Wednesday, October 10, 2007

Warning against silence

The scene with the rake from David Mamet’s story made me think about how even the most innocent people can turn into the things that they loathe. Mamet describes the beatings that his sister received as a child throughout the story and then details how he ends up hurting his sister in the same way. Though Mamet didn’t intentionally hurt his sister, his actions derived from similar emotions. He was frustrated about having to rake leaves on a lawn that he hated and was disappointed in the life he was living in what he described as the middle of nowhere.

I think that Mamet incorporated his absence into the scenes where his sister was being mistreated to show that while these things were going on he remained silent. The fact that Mamet didn’t speak out against his mother and stepfather’s cruelty towards his sister emphasizes the idea that, even though we may disagree with something that is going on, unless we take a stand against it we are actually condoning those actions. Repetitive refusal to acknowledge what we think is wrong can make us grow accustomed to those things and even breed that kind of evil in our own lives. Mamet throwing the rake at his sister made me think that he had unknowingly let a part of what he hated so much influence him. Reading the final scene with the rake caused me to think about the things that I fail to speak out against and the things that I disagree with but accept as normal. I began to wonder if I have let any part of the things that I loathe into my life and if the things that I ignore affect me in the same way that the domestic violence affected Mamet.

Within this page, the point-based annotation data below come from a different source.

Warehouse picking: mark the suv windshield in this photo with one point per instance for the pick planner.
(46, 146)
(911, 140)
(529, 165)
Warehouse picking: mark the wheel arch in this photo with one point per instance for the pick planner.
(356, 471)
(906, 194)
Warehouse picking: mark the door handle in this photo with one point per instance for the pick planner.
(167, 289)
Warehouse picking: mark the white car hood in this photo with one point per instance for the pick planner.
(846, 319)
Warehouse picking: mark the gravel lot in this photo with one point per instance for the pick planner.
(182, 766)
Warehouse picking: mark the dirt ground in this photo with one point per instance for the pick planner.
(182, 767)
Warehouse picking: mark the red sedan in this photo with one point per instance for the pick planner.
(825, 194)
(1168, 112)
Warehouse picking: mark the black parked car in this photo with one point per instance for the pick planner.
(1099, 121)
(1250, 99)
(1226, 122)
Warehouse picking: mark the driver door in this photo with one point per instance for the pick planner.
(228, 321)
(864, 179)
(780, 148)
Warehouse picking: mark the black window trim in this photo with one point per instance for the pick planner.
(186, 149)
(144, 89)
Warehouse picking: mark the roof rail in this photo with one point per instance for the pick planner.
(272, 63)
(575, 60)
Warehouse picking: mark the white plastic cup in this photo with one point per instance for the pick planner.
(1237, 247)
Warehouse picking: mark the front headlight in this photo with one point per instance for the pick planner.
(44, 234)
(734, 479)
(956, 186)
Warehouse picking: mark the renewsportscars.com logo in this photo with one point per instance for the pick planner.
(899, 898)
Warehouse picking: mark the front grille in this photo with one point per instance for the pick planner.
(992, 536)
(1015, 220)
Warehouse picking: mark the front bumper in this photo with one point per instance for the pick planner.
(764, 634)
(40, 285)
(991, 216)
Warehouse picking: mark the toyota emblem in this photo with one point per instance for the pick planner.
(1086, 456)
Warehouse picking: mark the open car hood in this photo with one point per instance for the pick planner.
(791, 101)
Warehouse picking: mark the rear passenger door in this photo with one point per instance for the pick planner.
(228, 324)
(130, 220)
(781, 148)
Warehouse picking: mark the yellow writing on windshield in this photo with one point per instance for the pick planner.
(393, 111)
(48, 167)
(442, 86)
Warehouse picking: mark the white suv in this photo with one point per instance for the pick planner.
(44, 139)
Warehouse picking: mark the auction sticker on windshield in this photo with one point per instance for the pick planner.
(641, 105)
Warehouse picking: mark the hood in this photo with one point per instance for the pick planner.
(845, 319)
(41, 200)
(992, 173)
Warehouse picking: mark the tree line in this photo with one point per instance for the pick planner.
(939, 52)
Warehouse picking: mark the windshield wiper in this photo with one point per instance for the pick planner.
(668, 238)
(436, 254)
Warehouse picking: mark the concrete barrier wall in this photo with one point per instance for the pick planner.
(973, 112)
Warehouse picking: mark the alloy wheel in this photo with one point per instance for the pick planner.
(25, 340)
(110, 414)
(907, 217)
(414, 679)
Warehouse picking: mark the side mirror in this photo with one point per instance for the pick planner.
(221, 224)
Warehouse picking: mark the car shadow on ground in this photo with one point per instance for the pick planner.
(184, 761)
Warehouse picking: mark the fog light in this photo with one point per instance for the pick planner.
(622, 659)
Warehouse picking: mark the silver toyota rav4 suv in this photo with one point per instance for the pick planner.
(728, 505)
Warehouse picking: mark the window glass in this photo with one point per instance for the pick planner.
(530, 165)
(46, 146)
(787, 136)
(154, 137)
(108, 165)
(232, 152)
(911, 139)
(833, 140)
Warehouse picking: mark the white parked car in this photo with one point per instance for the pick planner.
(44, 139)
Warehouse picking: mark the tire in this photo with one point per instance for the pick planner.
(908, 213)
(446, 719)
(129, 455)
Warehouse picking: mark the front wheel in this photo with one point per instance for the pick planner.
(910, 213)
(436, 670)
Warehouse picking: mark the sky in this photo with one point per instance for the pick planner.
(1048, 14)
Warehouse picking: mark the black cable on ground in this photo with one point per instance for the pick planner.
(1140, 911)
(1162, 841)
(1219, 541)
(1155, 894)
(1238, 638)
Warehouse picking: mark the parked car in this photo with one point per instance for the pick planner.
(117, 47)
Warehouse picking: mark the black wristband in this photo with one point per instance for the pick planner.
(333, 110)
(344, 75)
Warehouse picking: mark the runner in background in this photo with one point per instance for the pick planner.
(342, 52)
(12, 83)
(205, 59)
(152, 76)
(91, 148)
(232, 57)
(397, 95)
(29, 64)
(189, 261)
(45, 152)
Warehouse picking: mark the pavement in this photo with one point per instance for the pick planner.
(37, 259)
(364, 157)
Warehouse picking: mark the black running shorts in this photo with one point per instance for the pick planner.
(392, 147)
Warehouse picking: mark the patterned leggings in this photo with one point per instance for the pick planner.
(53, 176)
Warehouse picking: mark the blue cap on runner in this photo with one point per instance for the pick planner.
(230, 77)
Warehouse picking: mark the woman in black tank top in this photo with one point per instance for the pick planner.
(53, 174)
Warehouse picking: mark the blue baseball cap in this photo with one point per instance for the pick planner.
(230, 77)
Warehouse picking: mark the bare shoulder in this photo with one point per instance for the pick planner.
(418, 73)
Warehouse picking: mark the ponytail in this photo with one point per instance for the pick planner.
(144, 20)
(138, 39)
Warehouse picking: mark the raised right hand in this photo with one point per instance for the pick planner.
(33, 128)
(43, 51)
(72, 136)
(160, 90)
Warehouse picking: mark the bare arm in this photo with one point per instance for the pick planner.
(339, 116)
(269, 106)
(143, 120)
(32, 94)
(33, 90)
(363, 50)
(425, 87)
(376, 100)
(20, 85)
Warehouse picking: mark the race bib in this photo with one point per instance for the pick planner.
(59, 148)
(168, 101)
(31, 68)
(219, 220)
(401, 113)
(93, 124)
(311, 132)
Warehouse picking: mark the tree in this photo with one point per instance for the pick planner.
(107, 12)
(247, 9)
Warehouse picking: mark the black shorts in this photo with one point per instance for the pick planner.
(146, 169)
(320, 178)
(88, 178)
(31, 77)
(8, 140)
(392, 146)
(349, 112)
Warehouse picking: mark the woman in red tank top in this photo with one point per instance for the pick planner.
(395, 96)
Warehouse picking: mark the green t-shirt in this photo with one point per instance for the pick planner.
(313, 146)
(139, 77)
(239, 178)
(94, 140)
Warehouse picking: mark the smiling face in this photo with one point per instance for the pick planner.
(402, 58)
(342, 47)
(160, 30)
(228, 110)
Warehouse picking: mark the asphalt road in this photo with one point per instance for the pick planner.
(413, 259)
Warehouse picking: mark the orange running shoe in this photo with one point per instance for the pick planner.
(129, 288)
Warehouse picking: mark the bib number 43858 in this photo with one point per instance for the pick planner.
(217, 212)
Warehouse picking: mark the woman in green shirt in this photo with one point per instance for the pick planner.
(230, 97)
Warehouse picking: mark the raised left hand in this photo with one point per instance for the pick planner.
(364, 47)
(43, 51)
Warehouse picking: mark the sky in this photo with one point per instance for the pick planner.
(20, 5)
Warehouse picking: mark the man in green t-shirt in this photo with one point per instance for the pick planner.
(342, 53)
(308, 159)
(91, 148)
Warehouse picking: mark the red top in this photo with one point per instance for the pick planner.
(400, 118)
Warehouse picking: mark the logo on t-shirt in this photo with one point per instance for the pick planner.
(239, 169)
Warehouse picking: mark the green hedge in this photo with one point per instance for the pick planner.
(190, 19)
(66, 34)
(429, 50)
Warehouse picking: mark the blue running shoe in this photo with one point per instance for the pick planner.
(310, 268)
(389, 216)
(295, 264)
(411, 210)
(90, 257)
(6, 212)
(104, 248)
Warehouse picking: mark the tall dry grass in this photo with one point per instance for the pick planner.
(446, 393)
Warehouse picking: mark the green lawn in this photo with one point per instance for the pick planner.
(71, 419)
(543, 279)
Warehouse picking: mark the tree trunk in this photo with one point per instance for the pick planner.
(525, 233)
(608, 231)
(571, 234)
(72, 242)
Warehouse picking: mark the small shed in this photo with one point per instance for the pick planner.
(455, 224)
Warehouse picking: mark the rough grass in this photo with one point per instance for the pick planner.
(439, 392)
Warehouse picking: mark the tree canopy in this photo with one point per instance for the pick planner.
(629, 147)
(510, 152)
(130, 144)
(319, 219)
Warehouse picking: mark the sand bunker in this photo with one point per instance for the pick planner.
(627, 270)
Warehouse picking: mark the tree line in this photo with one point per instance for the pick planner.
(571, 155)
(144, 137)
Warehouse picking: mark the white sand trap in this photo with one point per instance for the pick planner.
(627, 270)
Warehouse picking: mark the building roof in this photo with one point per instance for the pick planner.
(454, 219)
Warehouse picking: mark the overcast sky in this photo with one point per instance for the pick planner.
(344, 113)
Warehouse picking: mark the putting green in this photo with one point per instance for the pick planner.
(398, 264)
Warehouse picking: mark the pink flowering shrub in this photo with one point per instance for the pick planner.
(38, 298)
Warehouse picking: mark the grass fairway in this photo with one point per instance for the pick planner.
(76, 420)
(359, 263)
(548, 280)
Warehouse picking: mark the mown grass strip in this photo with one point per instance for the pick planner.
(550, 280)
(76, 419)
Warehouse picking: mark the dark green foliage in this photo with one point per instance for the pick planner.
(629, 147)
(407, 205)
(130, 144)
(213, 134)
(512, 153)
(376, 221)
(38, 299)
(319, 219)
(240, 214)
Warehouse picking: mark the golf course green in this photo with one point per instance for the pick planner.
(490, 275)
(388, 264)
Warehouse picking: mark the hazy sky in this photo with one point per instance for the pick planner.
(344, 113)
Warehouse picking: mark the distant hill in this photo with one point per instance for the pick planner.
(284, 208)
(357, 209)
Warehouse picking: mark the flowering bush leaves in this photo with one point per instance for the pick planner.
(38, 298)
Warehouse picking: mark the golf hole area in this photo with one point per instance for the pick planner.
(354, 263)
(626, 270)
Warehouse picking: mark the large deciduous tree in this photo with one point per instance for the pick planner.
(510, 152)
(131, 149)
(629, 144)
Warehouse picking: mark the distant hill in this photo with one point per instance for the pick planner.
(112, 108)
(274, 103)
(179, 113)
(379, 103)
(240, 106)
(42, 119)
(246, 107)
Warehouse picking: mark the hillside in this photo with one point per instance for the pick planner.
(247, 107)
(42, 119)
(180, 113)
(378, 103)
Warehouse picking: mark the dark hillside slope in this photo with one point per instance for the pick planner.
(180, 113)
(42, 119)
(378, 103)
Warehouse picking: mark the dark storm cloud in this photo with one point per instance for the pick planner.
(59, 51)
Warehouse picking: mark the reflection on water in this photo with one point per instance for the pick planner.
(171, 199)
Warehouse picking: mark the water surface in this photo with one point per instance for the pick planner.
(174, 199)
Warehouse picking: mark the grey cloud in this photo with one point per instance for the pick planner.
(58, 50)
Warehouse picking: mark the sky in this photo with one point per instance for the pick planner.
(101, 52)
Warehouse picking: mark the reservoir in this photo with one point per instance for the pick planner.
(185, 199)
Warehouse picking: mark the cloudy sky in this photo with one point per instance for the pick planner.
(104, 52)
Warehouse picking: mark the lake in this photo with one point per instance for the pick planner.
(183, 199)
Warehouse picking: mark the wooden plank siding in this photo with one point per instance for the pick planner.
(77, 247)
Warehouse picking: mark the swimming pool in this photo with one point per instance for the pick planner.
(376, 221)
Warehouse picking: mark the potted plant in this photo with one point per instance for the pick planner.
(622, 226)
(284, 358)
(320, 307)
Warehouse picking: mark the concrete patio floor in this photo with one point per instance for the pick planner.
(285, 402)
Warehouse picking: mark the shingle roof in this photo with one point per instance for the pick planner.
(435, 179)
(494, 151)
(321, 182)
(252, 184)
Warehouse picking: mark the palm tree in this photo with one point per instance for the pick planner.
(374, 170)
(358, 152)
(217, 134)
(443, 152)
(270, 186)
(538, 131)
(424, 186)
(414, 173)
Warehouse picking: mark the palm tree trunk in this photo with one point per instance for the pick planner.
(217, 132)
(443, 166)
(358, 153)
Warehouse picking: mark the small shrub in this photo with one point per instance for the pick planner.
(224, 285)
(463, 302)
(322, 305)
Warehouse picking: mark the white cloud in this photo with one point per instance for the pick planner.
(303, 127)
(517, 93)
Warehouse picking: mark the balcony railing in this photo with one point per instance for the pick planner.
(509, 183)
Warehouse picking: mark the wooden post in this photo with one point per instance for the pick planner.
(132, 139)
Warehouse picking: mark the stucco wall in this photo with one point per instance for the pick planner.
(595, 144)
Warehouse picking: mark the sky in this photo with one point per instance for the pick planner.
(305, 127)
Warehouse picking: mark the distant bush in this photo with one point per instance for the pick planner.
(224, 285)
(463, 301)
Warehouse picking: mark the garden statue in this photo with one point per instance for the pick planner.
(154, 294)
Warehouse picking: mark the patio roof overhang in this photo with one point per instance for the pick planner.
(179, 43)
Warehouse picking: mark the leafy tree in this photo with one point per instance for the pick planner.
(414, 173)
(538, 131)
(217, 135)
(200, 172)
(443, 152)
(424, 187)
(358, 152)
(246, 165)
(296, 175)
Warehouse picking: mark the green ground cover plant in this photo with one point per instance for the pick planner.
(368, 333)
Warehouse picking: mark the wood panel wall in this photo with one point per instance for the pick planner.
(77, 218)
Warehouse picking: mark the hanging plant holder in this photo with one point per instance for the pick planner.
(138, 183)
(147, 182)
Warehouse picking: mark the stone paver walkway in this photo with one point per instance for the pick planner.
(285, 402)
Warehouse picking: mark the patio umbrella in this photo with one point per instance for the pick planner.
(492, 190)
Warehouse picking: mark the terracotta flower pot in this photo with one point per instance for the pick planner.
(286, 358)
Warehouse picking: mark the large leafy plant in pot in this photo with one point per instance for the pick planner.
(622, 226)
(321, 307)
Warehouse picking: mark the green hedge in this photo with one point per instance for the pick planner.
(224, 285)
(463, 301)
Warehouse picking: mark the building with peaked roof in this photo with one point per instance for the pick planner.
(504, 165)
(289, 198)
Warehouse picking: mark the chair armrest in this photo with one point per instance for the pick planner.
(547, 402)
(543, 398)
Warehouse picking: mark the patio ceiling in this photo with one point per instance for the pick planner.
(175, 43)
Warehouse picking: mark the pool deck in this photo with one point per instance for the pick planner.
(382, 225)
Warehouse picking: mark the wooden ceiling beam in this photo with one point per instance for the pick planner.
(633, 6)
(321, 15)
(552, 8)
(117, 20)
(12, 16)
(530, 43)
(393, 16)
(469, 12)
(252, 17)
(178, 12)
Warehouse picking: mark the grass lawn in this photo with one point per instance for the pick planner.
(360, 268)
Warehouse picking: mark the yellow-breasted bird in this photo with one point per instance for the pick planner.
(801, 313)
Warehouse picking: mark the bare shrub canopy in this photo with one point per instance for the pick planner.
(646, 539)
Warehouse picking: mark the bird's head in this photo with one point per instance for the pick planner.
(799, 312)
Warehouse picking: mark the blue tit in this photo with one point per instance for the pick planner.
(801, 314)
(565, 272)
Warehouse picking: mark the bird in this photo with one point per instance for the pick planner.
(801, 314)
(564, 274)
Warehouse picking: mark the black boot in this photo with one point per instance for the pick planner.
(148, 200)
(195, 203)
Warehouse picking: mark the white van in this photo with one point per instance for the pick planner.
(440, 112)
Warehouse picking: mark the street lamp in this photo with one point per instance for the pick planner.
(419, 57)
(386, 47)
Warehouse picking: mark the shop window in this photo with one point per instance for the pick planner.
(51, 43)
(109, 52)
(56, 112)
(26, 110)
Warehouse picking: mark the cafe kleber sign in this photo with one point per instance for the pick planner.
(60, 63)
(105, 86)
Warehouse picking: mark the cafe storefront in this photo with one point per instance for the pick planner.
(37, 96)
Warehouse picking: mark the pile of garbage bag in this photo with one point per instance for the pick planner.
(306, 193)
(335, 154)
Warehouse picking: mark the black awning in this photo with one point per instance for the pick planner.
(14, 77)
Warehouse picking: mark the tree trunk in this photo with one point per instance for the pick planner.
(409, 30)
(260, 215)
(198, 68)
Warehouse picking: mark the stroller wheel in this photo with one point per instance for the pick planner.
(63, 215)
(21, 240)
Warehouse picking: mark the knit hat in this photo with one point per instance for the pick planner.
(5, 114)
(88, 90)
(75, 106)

Mamet had been constantly exposed to cruelty and violence in his own home to the point where he came to expect it and probably even view it as normal. I think that we run this same risk of recognizing deplorable behavior as acceptable in our culture because of the numerous ways we are exposed to such behavior. Television is a huge way that we are influenced to see something that in real life would be considered horrible as acceptable because it is being dealt with in a very everyday approach. So many TV shows (like the ones on the CW) depict young adults as wild and irresponsible; constantly having sex, drinking, and doing drugs. Most of the people that I know don’t behave anything like this but in our culture we have come to expect this from teenagers and I think that young people have become influenced by this type of behavior. While I disagree with the conduct that is depicted on TV, I tend to assume that is how most people act. This scene made me think of how the Christian church is guilty of the same things as Mamet. In many areas, Christians have allowed things from our culture that the Bible clearly defines as sin to become acceptable behavior or at least refused to acknowledge that it is happening. I think that it is because of this silence towards sin in the church that has allowed many Christians to commit those sins. As I read Mamets final scene, I felt like he was warning us to speak out against violence and other things we view as wrong so that we will not eventually become guilty of those same actions.